Part of the problem is that these are "shoulds". Should, at least for me, has a very parental, arrogant, authoratarian tone to it. "You should be taking out the trash! You should be doing your homework, not listening to that... noise!"
I can't speak for anyone else, but if I spent New Years Eve/Day telling myself that kind of crap - essentially verbally beating myself to death - wild horses couldn't drag me into doing any of it. Of course I'd resent it!
And THAT, I believe, is the key to why such resolutions fail. We resent them. We resent the smug, know-it-all attitude that often lies behind such "resolutions".
Substituting "should" with "try" is even worse. "I'll try to do XYZ better" really means "I don't give a shit, but I think someone else might, so I've got to make it look like I'm making an effort."
This year, if you want Yet Another Alternative Suggestion, try this. Give yourself a break! Don't set yourself up for failure. You do NOT need to start the new year feeling miserable, resentful, angry, and/or a failure. Too many people do just that, which is why they spend the rest of the year making everyone else miserable, to make up for it.
If you need to set a goal, then set this one: I'll do the best I can at balancing my own needs with my own wants, with others needs, and with others wants.
This is something you almost can't fail to achieve, as it's what you're already doing, automatically, every day. The only purpose in having such a resolution is to start thinking about what you are doing, so you can fine-tune it, if, when and where you choose to.

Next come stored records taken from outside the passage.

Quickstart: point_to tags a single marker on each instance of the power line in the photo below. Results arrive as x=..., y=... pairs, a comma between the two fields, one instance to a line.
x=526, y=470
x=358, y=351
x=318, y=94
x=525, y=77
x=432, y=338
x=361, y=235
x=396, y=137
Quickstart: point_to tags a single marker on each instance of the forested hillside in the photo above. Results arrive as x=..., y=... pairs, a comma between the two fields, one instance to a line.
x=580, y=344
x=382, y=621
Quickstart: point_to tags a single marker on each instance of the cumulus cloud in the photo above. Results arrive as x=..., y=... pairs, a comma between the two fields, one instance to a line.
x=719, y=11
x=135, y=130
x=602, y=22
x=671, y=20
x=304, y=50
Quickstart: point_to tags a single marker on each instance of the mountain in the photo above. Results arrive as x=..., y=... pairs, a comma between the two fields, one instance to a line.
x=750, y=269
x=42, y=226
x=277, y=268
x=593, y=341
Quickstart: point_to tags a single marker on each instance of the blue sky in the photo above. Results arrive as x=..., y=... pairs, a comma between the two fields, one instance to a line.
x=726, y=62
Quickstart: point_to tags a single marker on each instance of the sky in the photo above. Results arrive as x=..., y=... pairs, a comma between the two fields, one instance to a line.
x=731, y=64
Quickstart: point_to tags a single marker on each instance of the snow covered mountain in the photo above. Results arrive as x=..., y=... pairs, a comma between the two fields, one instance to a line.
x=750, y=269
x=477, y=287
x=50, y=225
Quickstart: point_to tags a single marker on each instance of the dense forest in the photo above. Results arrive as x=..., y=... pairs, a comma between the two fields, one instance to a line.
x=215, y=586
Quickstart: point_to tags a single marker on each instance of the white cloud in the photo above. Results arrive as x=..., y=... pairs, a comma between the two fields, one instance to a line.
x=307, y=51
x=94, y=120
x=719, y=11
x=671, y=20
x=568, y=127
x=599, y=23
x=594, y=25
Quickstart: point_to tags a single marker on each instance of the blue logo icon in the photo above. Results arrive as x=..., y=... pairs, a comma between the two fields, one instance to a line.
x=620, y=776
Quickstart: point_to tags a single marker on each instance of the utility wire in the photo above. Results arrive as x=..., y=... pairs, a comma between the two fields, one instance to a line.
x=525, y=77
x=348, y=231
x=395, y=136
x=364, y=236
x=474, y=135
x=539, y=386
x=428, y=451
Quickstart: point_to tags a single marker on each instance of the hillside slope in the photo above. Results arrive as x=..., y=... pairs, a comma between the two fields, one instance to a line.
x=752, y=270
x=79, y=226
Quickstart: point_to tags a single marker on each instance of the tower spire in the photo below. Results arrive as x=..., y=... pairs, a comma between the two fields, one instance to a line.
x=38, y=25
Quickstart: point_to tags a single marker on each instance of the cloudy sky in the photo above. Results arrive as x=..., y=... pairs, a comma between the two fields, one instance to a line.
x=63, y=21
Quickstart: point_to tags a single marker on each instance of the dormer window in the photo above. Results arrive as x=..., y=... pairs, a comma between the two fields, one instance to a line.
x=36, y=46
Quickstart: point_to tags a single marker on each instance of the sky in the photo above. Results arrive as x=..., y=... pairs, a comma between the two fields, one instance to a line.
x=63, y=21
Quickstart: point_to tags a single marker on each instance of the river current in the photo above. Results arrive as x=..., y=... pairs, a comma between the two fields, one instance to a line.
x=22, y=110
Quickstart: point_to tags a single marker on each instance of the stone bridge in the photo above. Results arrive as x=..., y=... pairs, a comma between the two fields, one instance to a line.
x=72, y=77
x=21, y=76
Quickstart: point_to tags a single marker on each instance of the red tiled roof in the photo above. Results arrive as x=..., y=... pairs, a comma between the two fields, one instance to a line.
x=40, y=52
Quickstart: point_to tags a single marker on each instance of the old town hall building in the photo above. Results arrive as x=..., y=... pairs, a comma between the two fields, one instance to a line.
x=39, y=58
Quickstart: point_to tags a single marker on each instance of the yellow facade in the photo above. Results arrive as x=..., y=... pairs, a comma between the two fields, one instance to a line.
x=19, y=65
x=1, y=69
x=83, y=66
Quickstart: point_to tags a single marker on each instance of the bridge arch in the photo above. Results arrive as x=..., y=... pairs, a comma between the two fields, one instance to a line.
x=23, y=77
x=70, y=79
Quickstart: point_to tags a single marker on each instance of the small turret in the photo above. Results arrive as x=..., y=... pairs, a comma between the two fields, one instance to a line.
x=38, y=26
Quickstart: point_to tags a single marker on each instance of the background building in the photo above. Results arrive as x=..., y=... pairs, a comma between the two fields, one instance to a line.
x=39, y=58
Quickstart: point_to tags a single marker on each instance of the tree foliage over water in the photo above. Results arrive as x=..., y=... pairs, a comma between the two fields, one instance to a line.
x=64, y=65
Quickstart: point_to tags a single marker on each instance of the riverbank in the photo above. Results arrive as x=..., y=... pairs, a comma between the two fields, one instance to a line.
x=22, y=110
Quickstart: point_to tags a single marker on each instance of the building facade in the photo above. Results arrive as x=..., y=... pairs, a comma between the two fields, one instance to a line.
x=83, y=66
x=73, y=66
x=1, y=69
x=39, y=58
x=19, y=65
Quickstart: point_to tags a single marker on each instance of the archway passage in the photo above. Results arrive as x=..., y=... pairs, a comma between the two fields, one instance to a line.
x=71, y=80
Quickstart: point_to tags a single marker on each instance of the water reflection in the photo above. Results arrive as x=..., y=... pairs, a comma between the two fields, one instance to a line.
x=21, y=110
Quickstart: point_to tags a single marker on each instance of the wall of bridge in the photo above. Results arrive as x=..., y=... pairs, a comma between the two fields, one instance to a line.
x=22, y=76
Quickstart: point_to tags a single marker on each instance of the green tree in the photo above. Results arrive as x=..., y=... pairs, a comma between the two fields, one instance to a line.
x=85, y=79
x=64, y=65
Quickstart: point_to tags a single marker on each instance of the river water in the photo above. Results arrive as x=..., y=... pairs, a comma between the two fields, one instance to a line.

ANY other resolution you can make that you CAN succeed at doing MUST follow from this one. The only question is where you've set the balance. That is all. In fact, not only will every resolution that you can succeed at follow from it, but so will everything you DO succeed at! Again, the only question is where you've set the balance.
So, that's something you've got to add. State where you are comfortable having that balance, between all four variables. Not as absolutes, because you're going to have different balances at work, at home, or out shopping, or whatever. But just some general abstract notion of where you're setting your limits.
Once you do that, the resolutions you might have otherwise written have a much better chance of actually happening, because you're not being set up to fail. And you might actually HAVE a "happy new year", for a change!